I haven't seen an explanation of what makes the farm, "organic".  But they may have bought seeds from a farm that used "organic" fertilizers, which often means cow manure, a known source of dangerous E. coli.  (Another possibility is that one of the workers at the farm is a carrier, and wasn't careful about washing their hands, or something similar.)

For perspective, there's some good news, at least for the United States:
First, the good news.  The U.S. has seen lower incidence of foodborne illness in the past 15 years, with the notable exception of Salmonella, which hasn't tapered off, federal health officials reported this week.
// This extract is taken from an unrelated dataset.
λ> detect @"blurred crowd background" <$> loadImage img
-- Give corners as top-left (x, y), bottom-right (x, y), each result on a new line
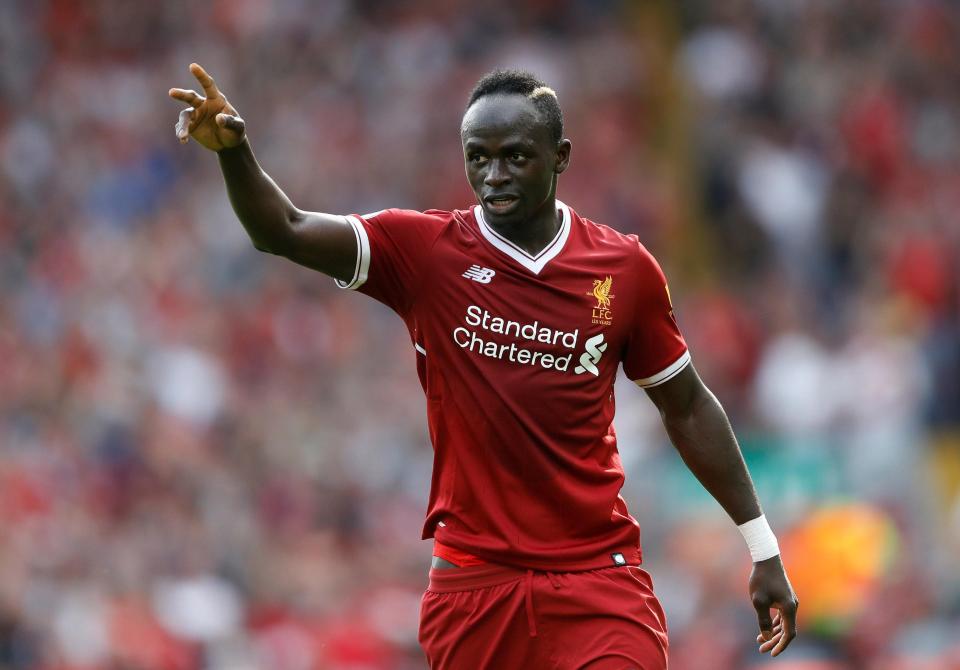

Illnesses from a potent strain of E. coli called 0157 have been cut in half, and the rate of six major kinds of foodborne infections has dropped 23% since 1996.
That's more impressive than it might seem, since many of the illnesses are caused by mistakes made in home kitchens.
- 12:45 PM, 10 June 2011   [link]

My Wrists Told Me that they wanted a break from the keyboard for a while, so posting will be light until they are happier.  (From past experience, I expect that it will take a day or two, and some topical aspirin, to satisfy them.)